Roads that go nowhere are special. Mainly because the road itself is a reminder that the journey is just as important as the destination… sometimes even moreso. Personally, most of the time it’s about the journey for me. The final destination is usually just a stepping stone, a placeholder, a pause between movement. The ride itself is where I want to be. I prefer “getting there” over the actual “there”. There are very few exceptions.
Every so often I come across a road-journey-destination where each piece is one in the same. Pikes Peak is one of the best examples I can think of to explain this phenomenon. The road up the mountain is both a journey (an epic one at that) and a destination. Just being on the road means you’ve made it somewhere that few people ever venture. The same goes for the summit, because even though you’ve reached it, your journey has not ended. You still have to travel back down, and it’s like an entirely new road altogether. Each step presents it’s own set of challenges, emotional responses, and views… oh the views.
Riding the Pikes Peak “road to nowhere ” was terrifyingly exhilarating. I had to push myself to keep going when the road got wet, icy and steep. I forced myself to look ahead, even when that meant looking off the side of a cliff down hundreds of feet of freefall to the next level below. At the same time, with every inch traveled, I felt more and more powerful. It was as if the mountain was sharing it’s energy, but only because I was willing to earn it, keep fighting and strive for more. It was one of the most unique experiences I have ever had in my life, and it wouldn’t have been the same if I didn’t do it on a motorcycle.
The mountain is calling and you must go… on your bike. You will never regret it.

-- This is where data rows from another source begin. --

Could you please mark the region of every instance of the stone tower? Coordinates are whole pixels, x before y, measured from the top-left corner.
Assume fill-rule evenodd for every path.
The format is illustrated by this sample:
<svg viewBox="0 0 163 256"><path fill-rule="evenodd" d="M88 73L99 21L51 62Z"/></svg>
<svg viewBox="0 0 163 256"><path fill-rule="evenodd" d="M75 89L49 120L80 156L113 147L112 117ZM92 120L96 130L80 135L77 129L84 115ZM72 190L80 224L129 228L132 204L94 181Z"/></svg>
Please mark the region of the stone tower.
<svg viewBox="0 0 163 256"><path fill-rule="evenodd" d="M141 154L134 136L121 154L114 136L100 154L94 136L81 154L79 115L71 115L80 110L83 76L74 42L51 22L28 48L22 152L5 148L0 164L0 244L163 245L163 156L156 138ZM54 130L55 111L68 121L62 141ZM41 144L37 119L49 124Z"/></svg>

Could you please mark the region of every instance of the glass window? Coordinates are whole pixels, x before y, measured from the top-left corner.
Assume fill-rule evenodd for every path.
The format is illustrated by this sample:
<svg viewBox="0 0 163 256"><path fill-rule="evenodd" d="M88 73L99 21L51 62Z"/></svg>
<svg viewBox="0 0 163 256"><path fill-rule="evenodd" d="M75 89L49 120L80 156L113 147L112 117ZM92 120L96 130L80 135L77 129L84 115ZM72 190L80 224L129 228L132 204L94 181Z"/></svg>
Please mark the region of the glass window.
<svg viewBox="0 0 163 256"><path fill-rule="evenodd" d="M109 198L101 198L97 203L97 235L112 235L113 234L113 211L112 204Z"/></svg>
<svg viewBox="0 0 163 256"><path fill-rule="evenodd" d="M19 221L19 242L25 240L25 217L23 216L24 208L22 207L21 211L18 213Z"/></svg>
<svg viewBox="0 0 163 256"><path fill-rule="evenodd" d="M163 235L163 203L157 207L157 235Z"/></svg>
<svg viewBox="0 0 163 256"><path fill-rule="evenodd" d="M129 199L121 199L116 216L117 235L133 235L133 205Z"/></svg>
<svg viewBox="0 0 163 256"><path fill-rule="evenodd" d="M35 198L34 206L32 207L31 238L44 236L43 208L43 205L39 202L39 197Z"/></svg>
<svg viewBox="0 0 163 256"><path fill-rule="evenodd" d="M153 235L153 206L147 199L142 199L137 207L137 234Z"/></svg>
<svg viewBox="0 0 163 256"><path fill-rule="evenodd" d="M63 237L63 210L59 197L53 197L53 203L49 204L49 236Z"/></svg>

This blog entry is great but the first paragraph kills!I’ll be quoting those lines somewhere, sometime. It’s the thing about riding you either get or you don’t. It’s hard to get people to “smell the roses” when they’re so wrapped up in the what the GPS is telling them is the “fastest route”. My wife will be the first person to tell you, the best part of being a passenger rather than a rider is you get to see all the cool stuff the rider misses because they’re busy doing that whole not dying thing.